Engineers’ strike still possible at Mandalay properties

The possibility of a strike remains for about 320 members of the Operating Engineers Local 501 who work at three Mandalay Resort Group properties as the union's leaders continue to try to hammer out a contract agreement with the casino operator.

The union and the company have a negotiation session set for today with a federal mediator. It is the third session since members of the union gave the union's leaders the go-ahead to strike in late September, George Scott, the union's business representative, said.

The union's members rejected Mandalay Resort Group's two-tier wage proposal in a vote July 7-8. The members perform maintenance functions at the Luxor, Circus Circus and Excalibur.

Scott said the union requested the help of a federal mediator to help broker a deal because the parties remain at odds over the company's two-tier wage proposal. The union wants the company to rescind the proposal that will force new hires to make $3 less than the $21 an hour the company's journeymen currently make.

Under the two-tier proposal, the union's current members would be eligible for the union's Strip agreement that offers a $4.30 hourly increase in wages and benefits over the life of the five-year contract. The package would result in the workers making $25.30 in hourly wages and benefits by the end of the contract.

Scott said the company is paying its nonunion members about $7 an hour more in wages, a number that shrinks to 50 cents when the cost of the union's more generous benefits are included.

"If they had been doing this at their other locations then there would be some validity to their request for us to seriously look at it. We don't see any justification for it, but their position remained the same. That is when we decided that we (need to) bring in federal mediators to see if they can facilitate a resolution," Scott said.

Mike Sloan, Mandalay senior vice president, declined to comment on the negotiations.

The Strip contract expired on March 31 and other properties began approving the contract in May. Mandalay Resort Group and the union agreed on an indefinite contract extension on March 30 that can be revoked only if one of the sides gives the other five days notice in writing that they plan either a strike or a lock out.

Other properties that have accepted the union's Strip agreement this year include Caesars Palace, Flamingo, Las Vegas Hilton, Riviera, Bally's, Harrah's, Sahara, Tropicana, the New Frontier and the Jockey Club.

Scott said the union began negotiations with the MGM Grand in October.

The contract for members of the Operating Engineers at the MGM Grand expires at the end of this month.

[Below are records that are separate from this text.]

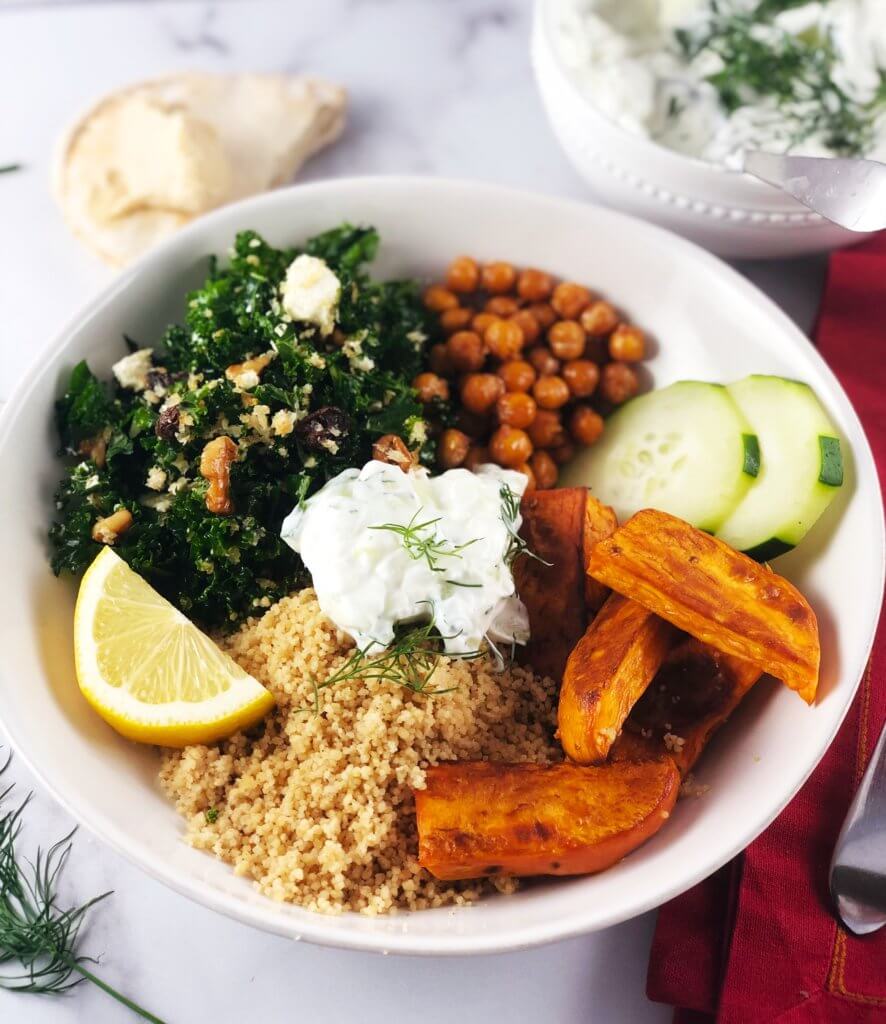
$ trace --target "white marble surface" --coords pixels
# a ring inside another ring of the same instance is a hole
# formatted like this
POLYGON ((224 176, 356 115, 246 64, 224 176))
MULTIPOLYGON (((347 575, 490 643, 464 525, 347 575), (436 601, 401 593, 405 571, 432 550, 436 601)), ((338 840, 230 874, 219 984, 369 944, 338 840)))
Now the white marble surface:
MULTIPOLYGON (((527 8, 527 0, 0 0, 0 165, 25 165, 0 176, 0 399, 111 280, 65 231, 47 179, 53 142, 72 112, 124 82, 179 68, 322 73, 351 90, 351 120, 306 178, 442 174, 587 198, 536 100, 527 8)), ((742 269, 809 327, 822 261, 742 269)), ((9 774, 22 792, 34 785, 21 765, 9 774)), ((39 789, 27 820, 27 844, 48 844, 72 824, 39 789)), ((295 946, 253 931, 164 889, 83 833, 65 888, 78 898, 116 891, 94 915, 86 948, 104 951, 101 972, 111 984, 170 1024, 669 1019, 643 995, 654 915, 525 953, 415 960, 295 946)), ((134 1018, 83 987, 63 999, 0 993, 0 1019, 134 1018)))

MGM Grand-parent MGM Mirage's $7.9 billion acquisition of Mandalay Resort Group is awaiting federal and state antitrust approvals.

The union represents about 136 workers at the MGM Grand. MGM Mirage spokeswoman Yvette Monet said the negotiations with the Operating Engineers at MGM Grand are unrelated to negotiations at the three Mandalay Resort Group properties. She also said it is too early in the negotiation process to anticipate any difficulties in bargaining with the union.

Scott said the union can't accept Mandalay Resort Group's proposal because the non-Mandalay union properties have already accepted the Strip proposal, and it wouldn't be fair to those properties to give Mandalay a better deal.

"We want to avoid a strike. It takes two to dance and two to fight. We're trying to work toward a settlement and they're not moving," Scott said.